An interesting association appears to exist between HCV serology and primary hepatic lymphoma. Hepatitis C virus is both hepatotropic and lymphotropic and in some patients results in a mixed essential cryoglobulinemia, a lymphoproliferative condition that on occasion evolves into non-Hodgkin’s lymphoma. The
virus is detected in some lymphoma tissue. Anti–hepatitis C virus antibodies are detected in almost half of B-cell non-Hodgkin’s lymphoma patients. Likewise, an occasional patient with chronic HCV infection develops reactive lymphoid hyperplasia (pseudolymphoma),with imaging suggesting a focal hepatocellular carcinoma; biopsy should be diagnostic. Gray-scale US findings do not correlate with liver biopsy findings in patients with chronic HCV infection. Imaging does detect perihepatic lymphadenopathy, however, with number and size related to HCV activity. Gray-scale US can document the response to therapy. Lymph nodes appear hyperintense relative to the liver on T2-weighted MRI. No current immunization is available against this virus. Interferon is the treatment of choice for chronic HCV infection, but relapse rate is high.
Hepatitis D Humans are probably the only host for hepatitis D virus. Its major focus in the United States is in drug addicts. It progresses to chronic hepatitis and cirrhosis.
Hepatitis E
Hepatitis E has a worldwide distribution and is a cause of considerable morbidity and mortality in the developing world. This virus is spread through contaminated water. Infected individuals develop cholestatic jaundice, generally with few sequelae, although in pregnancy it has led to fulminant hepatic failure.
Hepatitis G Hepatitis G virus (HGV) is a RNA virus in the family Flaviviridae and is transmitted by blood transfusion. Both acute and chronic infections occur, but its role in hepatitis is uncertain.
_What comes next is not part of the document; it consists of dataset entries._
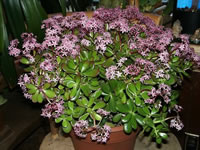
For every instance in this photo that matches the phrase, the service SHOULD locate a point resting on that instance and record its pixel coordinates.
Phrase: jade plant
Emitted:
(115, 69)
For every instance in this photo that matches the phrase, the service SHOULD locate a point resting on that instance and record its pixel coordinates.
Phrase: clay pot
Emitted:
(118, 141)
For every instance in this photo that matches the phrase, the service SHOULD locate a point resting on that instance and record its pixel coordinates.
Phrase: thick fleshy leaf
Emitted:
(123, 108)
(92, 72)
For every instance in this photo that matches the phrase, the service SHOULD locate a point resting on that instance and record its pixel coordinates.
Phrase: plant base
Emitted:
(118, 141)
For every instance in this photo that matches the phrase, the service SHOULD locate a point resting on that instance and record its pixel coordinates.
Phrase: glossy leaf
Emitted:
(123, 108)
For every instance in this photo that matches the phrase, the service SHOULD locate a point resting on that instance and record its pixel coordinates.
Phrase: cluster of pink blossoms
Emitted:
(163, 90)
(101, 134)
(80, 128)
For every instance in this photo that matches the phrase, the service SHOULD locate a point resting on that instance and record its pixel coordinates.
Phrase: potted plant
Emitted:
(114, 70)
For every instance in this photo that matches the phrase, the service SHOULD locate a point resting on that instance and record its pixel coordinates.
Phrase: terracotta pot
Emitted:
(118, 141)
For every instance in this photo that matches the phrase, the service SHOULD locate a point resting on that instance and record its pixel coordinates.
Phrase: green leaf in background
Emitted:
(34, 15)
(15, 17)
(7, 66)
(63, 6)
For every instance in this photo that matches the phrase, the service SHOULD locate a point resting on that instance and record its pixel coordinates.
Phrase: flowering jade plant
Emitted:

Parenteral transmission appears common, and IV drug users, hemodialysis patients, and hemophiliacs are prone to this infection, often in association with HBV and HCV infections. Hepatitis G virus appears to be sensitive to interferon therapy.
Epstein-Barr Virus Infectious mononucleosis (Epstein-Barr virus infection) is a rare cause of hepatitis; it has led to fulminant hepatic failure.